The Sound Level Meter functions as a standalone device, and you can monitor sound levels by reading the LCD panel.
If you want to collect sound level data, you need to connect the Sound Level Meter to a data-collection interface. To do so, connect the sensor following the steps in the Getting Started section of this user manual. For most classroom activities, the following settings on the Sound Level Meter work well:
- Slide the power switch to the appropriate range.
- Set the time weighting switch to S.
- Set the maximum level hold switch to RESET.
- Set the frequency weighting to A.
For in-depth sound studies, you may need to choose different settings more appropriate for your experiment.
Power/Measurement Range Switch
This slide switch, labeled “O/35–90/75–130,” turns on the sensor and sets the measurement range. When set to the 35–90 range (LO), the sensor is designed to measure sound levels in the range of 35 to 90 dB. When the switch is set to the 75–130 range (HI), the sensor is designed to measure sound levels in the range of 75 to 130 dB. A range warning will appear if the measured sound is beyond the range of the current setting.

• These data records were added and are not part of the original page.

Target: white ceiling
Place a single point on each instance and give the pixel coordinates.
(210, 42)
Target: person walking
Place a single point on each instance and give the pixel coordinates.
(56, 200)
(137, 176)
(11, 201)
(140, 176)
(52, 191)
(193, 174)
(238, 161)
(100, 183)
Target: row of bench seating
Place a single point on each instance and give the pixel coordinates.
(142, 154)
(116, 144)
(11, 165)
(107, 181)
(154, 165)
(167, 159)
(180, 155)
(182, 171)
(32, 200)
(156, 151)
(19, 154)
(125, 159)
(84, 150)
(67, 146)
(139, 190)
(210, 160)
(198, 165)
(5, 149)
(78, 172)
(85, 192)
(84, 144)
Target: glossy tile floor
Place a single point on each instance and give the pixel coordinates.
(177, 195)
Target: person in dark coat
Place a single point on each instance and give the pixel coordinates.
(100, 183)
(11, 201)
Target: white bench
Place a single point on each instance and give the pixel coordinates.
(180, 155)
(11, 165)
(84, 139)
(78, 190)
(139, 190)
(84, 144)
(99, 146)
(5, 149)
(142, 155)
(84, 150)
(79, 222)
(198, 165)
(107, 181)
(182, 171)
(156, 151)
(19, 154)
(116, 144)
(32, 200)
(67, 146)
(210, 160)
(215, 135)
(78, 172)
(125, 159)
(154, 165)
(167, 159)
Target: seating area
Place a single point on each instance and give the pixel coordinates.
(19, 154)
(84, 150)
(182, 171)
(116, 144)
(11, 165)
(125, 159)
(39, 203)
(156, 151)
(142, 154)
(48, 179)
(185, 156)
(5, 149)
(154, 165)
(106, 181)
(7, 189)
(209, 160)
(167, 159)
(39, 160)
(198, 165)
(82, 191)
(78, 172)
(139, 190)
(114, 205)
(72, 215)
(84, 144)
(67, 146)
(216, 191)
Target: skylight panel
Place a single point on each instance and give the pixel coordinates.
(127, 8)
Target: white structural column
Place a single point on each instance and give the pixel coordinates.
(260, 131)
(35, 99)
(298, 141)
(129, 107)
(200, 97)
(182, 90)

If this warning appears continuously, set the switch to the appropriate range.
The S/F switch just below the LCD sets the time weighting. For normal measurements set the switch to the slow setting (S). For fluctuating noise, set the weighting to fast (F). In the classroom, you will probably set it to S.
Maximum Level Hold
Setting the MAX/RESET button to MAX sets the LCD display to show the maximum, weighted sound level. In the classroom you will probably set it to RESET, in which case it will continually display the sampled reading. If you are using the Sound Level Meter without a Vernier interface, you can use the MAX setting to record and display only the loudest sound level. Setting this switch to MAX does not affect the output signal sent to the data-collection interface.
The A/C switch is used to set the weighting scale. A-weighted setting is the sound level value that most closely matches that of the human hearing range. It is the weighting scale most commonly used for Occupational Safety and Health Administration (OSHA) and Department of Environmental Quality (DEQ) regulatory measurements. The C-weighted scale is useful for monitoring sources such as engines, explosions, and machinery. This setting would also be used if you use the Sound Level Meter to get the total unweighted sound level of the noise source. For more details about A vs. C weighting scales, see www.vernier.com/til/3500
The sensor comes with a foam windscreen. The windscreen helps reduce the detection of false high signals caused by wind blowing across the microphone. It also protects the microphone from dust and debris.